The Future of the Hypertext

"As biologists and economists in the last century met the challenge of feeding an exploding population, we might take up the work of reinventing literacy for a world increasingly beset by ignorance. No doubt a change in agenda by any particular group of academics will not in itself correct the widespread misunderstanding of media, let alone combat vast global threats like the rejection of modernity. Yet as all in this community know, ideas that start — e.g., the World Wide Web — have tended to exceed initial expectations." (256)

Stuart Moulthrop states these profound words at the end of the anthology in "What the Geeks Know." It summarizes the last five articles and what they all intend to do:

  1. Develop better structure in the hypertext and the traditional text (David Kolb's "Hypertext Structure Under Pressure"),
  2. Place an emphasis on the actual 'reading' that can occur within a hypertext and the demands thereof (Catherine C. Marshall's "Reading Spatial Hypertext"),
  3. Raise consciousness about the pedagogical notions and implications pervasive in hypertext literacy, writing, and reading (Adrian Miles's "Hypertext Teaching"),
  4. Revisit the continued political discussion of the digital haves and the have not's, and, also, think about how hypertexts might "elevate the human spirit" (Diane Greco's "Hypertext with"), and
  5. Recognize that the World Wide Web is not birthed out of a utopia, so neither will it be one even though technological advances materialize before us (Stuart Moulthrop's "What the Geeks Know: Hypertext and the Problem of Literacy").
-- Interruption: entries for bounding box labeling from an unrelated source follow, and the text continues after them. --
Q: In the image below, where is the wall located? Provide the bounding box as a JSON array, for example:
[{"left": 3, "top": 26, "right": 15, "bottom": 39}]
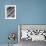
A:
[{"left": 0, "top": 0, "right": 46, "bottom": 44}]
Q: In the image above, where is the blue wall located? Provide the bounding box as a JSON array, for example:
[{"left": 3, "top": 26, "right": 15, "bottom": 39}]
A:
[{"left": 0, "top": 0, "right": 46, "bottom": 43}]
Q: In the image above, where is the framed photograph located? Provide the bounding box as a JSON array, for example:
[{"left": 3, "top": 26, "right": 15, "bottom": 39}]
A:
[{"left": 5, "top": 5, "right": 16, "bottom": 19}]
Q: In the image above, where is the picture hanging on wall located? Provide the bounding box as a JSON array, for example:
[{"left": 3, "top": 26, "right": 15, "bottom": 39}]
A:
[{"left": 5, "top": 5, "right": 16, "bottom": 19}]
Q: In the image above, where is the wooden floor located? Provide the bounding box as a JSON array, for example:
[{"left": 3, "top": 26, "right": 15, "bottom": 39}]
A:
[{"left": 19, "top": 40, "right": 46, "bottom": 46}]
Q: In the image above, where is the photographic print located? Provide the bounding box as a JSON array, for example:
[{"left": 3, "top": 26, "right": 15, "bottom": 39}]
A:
[
  {"left": 5, "top": 5, "right": 16, "bottom": 19},
  {"left": 18, "top": 24, "right": 46, "bottom": 46}
]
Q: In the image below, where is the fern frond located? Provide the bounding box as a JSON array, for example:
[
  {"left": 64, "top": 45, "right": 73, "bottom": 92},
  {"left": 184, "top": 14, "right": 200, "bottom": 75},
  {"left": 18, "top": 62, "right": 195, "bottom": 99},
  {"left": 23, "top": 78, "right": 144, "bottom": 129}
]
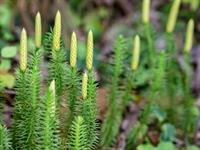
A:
[
  {"left": 101, "top": 36, "right": 125, "bottom": 147},
  {"left": 68, "top": 116, "right": 89, "bottom": 150},
  {"left": 36, "top": 81, "right": 61, "bottom": 150},
  {"left": 0, "top": 124, "right": 12, "bottom": 150}
]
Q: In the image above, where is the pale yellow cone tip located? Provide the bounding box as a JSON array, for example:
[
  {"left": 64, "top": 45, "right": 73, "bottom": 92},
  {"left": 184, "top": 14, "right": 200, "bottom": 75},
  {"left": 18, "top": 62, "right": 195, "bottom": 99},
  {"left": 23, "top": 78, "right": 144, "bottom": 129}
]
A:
[
  {"left": 86, "top": 30, "right": 93, "bottom": 70},
  {"left": 184, "top": 19, "right": 194, "bottom": 53},
  {"left": 142, "top": 0, "right": 151, "bottom": 23},
  {"left": 35, "top": 12, "right": 42, "bottom": 48},
  {"left": 49, "top": 80, "right": 56, "bottom": 96},
  {"left": 166, "top": 0, "right": 181, "bottom": 33},
  {"left": 131, "top": 35, "right": 140, "bottom": 71},
  {"left": 52, "top": 11, "right": 61, "bottom": 50},
  {"left": 82, "top": 72, "right": 88, "bottom": 99},
  {"left": 70, "top": 32, "right": 77, "bottom": 68},
  {"left": 20, "top": 28, "right": 27, "bottom": 71}
]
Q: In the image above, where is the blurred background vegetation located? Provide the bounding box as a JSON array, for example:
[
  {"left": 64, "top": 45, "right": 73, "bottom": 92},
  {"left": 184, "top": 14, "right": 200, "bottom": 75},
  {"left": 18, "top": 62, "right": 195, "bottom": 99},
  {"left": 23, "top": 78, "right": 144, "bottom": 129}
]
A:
[{"left": 0, "top": 0, "right": 200, "bottom": 88}]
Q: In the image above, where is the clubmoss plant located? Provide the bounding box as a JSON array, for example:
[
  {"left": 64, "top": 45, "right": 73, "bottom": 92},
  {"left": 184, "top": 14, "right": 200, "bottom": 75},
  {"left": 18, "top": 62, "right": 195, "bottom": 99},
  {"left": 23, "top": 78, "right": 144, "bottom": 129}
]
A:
[
  {"left": 25, "top": 13, "right": 42, "bottom": 150},
  {"left": 48, "top": 11, "right": 67, "bottom": 104},
  {"left": 36, "top": 80, "right": 61, "bottom": 150},
  {"left": 35, "top": 12, "right": 42, "bottom": 49},
  {"left": 66, "top": 32, "right": 80, "bottom": 137},
  {"left": 165, "top": 0, "right": 183, "bottom": 123},
  {"left": 182, "top": 19, "right": 197, "bottom": 142},
  {"left": 0, "top": 124, "right": 12, "bottom": 150},
  {"left": 101, "top": 35, "right": 126, "bottom": 147},
  {"left": 12, "top": 29, "right": 29, "bottom": 149},
  {"left": 82, "top": 30, "right": 99, "bottom": 149},
  {"left": 166, "top": 0, "right": 181, "bottom": 33},
  {"left": 68, "top": 116, "right": 89, "bottom": 150},
  {"left": 141, "top": 0, "right": 156, "bottom": 69},
  {"left": 121, "top": 35, "right": 140, "bottom": 106}
]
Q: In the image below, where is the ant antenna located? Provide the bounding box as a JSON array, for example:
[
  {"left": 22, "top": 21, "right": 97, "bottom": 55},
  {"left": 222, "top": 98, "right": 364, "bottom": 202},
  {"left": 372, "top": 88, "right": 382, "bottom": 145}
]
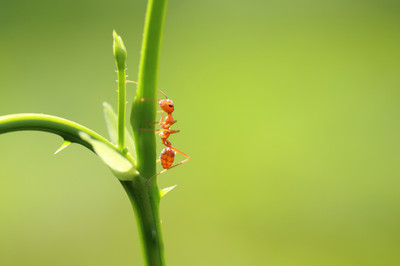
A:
[{"left": 158, "top": 90, "right": 168, "bottom": 99}]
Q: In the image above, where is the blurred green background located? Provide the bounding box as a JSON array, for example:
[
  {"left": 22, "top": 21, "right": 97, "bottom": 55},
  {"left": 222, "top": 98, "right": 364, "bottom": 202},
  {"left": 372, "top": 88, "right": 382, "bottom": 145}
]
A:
[{"left": 0, "top": 0, "right": 400, "bottom": 266}]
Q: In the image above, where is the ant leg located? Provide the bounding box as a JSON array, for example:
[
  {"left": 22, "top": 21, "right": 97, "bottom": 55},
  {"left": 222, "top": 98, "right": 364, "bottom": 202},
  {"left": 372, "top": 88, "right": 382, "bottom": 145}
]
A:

All of the articles do a wonderful job of exposing the binaries within their given facet of hypertext. The links, allocations, appropriations, manipulations, reconfigurations, returns, reiterations, reorganizations, and reorientations create what one could call the multifaceted hypertext with endless meaning, multiple closures, and a continuous hypertextuality. Bernstein states at the beginning that the idea for the book emerged out of a desire to house some of the most influential hypertext theorists in one place. Bernstein and Greco deliver on that goal; nevertheless, the lack of some kind of guided organization, section or chapter summations, pre-contextualized sub-titles, or any additional structure of the information makes this text less user-friendly for the possible media studies professor or the media studies graduate student.

The cover appears to be in direct opposition with the organization and nonlinearity that threads throughout the discussions. Perhaps Eastgate Systems Inc., the publisher, wanted to focus more on the content rather than spend money on the cover or other illustrations. Obviously, the anthology's editors geared the text to the extremely perceptive graduate student and/or scholar who should make connections on his/her own without aesthetic assistance. Reading Hypertext will force an intense read and an aesthetic deficiency. Mark Bernstein explained that the editors wanted to "represent the anthology as a single body of work," and perhaps they thought a detailed, more aesthetically inviting cover might disrupt that unity. Nonetheless, one should acquire a multivariate awareness of the freedom, possibilities, disorientations, and reorientations that can take place while Reading Hypertext.


Works Cited

Chaucer, Geoffrey, Troilus and Criseyde (bk. V, st. 112). 1482.

Iser, Wolfgang. The Reading Process: A Phenomenological Approach. In Lodge, David. Modern Criticism and Theory. A Reader. Longman, London, and New York, 1988.

Joyce, Michael. Of Two Minds: Hypertext Pedagogy and Poetics. Ann Arbor: university of Michigan Press. 1995.

McGann, Jerome. Radiant Textuality: Literature After the World Wide Web. New York, Palgrave. 2001.